Sealaska Heritage Institute (SHI) will sponsor a noon lecture this month on climate change and its impact on Native cultures.
Lecturer Victoria Wyllie de Echeverria, a Ph.D. candidate at the University of Oxford, will discuss how climate change is being perceived by indigenous people and how these changes are affecting cultural and biological diversity in the coastal environment of northwestern North America.
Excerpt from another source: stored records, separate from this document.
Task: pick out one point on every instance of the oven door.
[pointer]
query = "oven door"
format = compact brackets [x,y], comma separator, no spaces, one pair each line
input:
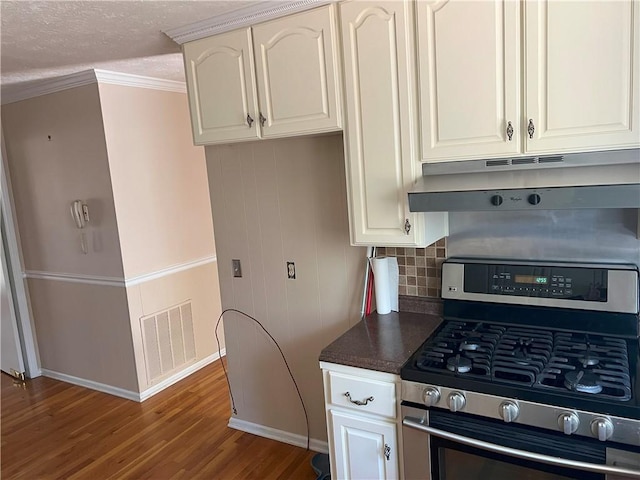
[440,445]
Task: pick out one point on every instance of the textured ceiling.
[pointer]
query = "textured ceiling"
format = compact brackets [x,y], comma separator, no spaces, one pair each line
[50,38]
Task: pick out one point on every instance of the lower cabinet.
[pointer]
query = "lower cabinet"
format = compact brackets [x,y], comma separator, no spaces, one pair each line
[364,448]
[362,423]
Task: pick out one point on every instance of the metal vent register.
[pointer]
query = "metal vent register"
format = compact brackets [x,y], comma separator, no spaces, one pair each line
[168,340]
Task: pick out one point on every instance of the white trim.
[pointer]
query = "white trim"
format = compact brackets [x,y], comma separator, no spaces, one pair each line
[51,85]
[149,392]
[29,341]
[116,281]
[101,387]
[244,17]
[130,282]
[76,278]
[279,435]
[87,77]
[131,80]
[128,394]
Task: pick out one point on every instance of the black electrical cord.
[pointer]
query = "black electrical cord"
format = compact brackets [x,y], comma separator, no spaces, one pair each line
[226,376]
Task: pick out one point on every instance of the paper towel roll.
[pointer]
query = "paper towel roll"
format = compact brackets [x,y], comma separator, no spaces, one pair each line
[385,280]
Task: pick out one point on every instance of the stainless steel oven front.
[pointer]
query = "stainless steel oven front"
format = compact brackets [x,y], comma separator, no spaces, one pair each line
[440,445]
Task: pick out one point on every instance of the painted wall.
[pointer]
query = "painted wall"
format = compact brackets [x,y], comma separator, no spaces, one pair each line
[56,153]
[83,331]
[158,178]
[127,151]
[273,202]
[161,197]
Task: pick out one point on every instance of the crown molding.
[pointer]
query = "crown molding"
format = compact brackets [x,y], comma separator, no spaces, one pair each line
[244,17]
[51,85]
[87,77]
[130,80]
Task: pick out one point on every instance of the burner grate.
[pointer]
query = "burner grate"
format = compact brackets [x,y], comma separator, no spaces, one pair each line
[568,362]
[602,361]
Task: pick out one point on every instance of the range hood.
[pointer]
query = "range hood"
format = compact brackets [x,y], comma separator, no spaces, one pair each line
[609,179]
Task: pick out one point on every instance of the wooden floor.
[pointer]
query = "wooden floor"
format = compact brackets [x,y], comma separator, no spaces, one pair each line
[52,429]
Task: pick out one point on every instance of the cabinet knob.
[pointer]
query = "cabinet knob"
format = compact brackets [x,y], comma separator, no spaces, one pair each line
[358,402]
[531,128]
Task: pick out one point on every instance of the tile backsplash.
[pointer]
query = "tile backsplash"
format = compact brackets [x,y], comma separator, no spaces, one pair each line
[420,268]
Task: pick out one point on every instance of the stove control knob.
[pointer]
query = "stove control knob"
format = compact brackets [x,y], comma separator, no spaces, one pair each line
[509,411]
[456,401]
[602,428]
[568,423]
[430,396]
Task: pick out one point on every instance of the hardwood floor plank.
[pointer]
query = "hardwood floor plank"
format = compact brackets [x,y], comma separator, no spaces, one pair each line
[53,430]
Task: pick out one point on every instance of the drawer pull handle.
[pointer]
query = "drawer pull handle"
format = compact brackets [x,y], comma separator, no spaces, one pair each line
[358,402]
[509,131]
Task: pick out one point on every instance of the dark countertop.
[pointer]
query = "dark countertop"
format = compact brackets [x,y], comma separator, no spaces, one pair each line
[385,342]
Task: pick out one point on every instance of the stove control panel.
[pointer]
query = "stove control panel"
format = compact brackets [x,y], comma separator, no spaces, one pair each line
[590,284]
[550,417]
[579,286]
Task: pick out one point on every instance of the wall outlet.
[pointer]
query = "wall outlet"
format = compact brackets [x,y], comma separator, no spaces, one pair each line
[235,266]
[291,270]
Wyllie de Echeverria is doing her research in part as a visiting scholar at SHI. The institute sponsors the program for graduate students enrolled into an accredited educational institution or professors engaged in research that advances knowledge of Tlingit, Haida or Tsimshian culture, language, arts, or history.
Wyllie de Echeverria received a B.Sc. and an M.Sc. at the University of Victoria, Canada, in plant ecology and taxonomy and ethnobotany, before moving to the University of Oxford to complete a Ph.D in ethnoecology.
The lecture is free but donations for construction of the Walter Soboleff building will be accepted. It’s scheduled for noon, Tuesday, Sept. 16, in the Sealaska boardroom. People are invited to bring their own lunch.
Sealaska Heritage Institute was founded in 1980 to promote cultural diversity and cross-cultural understanding. The institute is governed by a Board of Trustees and guided by a Council of Traditional Scholars. Its mission is to perpetuate and enhance Tlingit, Haida, and Tsimshian cultures of Southeast Alaska.